Individuals should keep a stash handy of appropriately sized gloves, sturdy shoes, and other protective gear to assist with post-tornado evacuation cleanup efforts.

Make sure your employees are familiar with the location of emergency supplies, and periodically check the items to ensure they’re in working order.

Practice the response plans and test for weaknesses

Conduct regular emergency drills to test your business’s readiness. Schedule both announced and unannounced drills to prepare employees for real events. Debrief after each drill to identify areas for improvement. If you don’t give everyone in your organization practice drills, they won’t know how to respond if a real emergency happens.

Some tips to keep in mind when conducting drills:

  • Make sure the drill feels realistic so that your employees are prepared for any eventuality—including sounding a warning system alarm or having a spokesperson explain instructions over a loudspeaker.
  • Assign roles to oversee the drill: a drill coordinator and an observer (or multiple observers) who monitors employee compliance with safety procedures.
  • After the drill, review how it went and document observations. Talk to employees about their experience and review data from any alerts sent during the drill. With this information, you can identify areas for improvement.

Emergency communication systems can help streamline the process by making it easy to send notifications or alerts to staff when drills occur or if significant weather is expected.
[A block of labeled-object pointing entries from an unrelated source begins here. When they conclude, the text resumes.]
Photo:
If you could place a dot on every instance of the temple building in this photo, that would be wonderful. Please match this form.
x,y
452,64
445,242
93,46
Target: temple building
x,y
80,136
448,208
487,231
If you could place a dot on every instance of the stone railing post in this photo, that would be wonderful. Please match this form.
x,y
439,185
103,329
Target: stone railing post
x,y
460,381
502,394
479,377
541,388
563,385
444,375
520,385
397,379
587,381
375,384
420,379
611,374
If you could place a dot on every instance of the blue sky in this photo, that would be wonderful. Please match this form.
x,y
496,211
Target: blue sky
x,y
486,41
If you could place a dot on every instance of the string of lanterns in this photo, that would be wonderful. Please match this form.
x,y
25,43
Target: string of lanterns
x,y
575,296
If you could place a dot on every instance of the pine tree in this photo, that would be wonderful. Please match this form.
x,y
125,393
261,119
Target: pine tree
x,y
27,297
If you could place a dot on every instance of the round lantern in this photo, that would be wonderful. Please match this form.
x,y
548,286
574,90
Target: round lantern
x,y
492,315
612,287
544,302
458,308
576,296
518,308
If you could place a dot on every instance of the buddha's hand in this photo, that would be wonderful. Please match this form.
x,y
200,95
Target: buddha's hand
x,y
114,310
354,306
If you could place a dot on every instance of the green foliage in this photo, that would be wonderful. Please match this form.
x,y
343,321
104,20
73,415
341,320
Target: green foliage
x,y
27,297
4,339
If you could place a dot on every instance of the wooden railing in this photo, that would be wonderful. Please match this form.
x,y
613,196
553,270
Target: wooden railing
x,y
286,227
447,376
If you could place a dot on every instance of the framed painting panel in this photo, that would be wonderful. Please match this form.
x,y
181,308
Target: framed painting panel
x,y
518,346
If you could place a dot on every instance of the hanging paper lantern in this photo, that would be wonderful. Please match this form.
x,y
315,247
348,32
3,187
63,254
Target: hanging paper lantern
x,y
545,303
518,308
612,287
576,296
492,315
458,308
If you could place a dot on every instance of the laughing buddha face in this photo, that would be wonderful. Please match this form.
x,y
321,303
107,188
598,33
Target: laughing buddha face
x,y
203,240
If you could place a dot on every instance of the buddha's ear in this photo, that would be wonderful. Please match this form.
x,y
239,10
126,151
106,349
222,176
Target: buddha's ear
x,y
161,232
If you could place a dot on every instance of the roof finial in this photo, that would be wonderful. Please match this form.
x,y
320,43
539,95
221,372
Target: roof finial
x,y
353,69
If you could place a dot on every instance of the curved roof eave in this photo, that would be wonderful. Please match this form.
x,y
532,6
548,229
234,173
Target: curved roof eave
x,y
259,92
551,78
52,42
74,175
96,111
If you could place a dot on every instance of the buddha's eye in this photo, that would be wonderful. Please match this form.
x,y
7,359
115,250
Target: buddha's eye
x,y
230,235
The best kind of emergency communication systems are multichannel with two-way communication capabilities, so you can hear back from your employees if they need assistance during an actual tornado.

Adjust Plans for Remote Teams and Remote Working Locations

If your business employs remote workers or has multiple locations, you’ll need to make sure your plans cover everybody. Companies should consider implementing an emergency communication system that allows them to quickly alert employees and update them on the latest safety measures.

One of the best ways to help protect all employees—whether onsite, remote, or traveling—during a tornado is by establishing a plan that keeps everyone informed and updated without worrying about people not being in one physical space:

  1. Set up an integrated threat intelligence and emergency alert system so people can be warned quickly through pop-up notifications, SMS text messages, or automated emails.
  2. Schedule regular group check-ins with the remote team members over video conference or phone calls so everyone remains connected and informed.
  3. Encourage employees to use the alert system for up-to-date weather information about their current location as well as any potential storm paths or threat zones that may be nearby.
  4. Train employees on how to respond and what safety protocols to follow if a tornado warning is issued near their location.
  5. Have plans in case of power outages, so remote workers can remain connected and stay safe if they are unable to access any online resources
“Having multiple ways to receive weather warnings is very important to get people to do the right things.” — John de Block

Hope for the Best, Prepare for the Worst

Creating a comprehensive preparedness plan will take some work, but it’s worth the investment to ensure the safety of your people and the continuity of your operations. Once you assess the risks, assign responsibilities, and establish emergency communication protocols, you’ll have peace of mind knowing you did everything within your control to shield against these powerful storms. Tornadoes can be terrifying, but by planning ahead, you’ll be ready to take action right away and get everyone to safety quickly. Stay alert this season, get your plan in place, and practice drills to keep your skills sharp. You’ve got this! With the right preparation, you can weather any storm.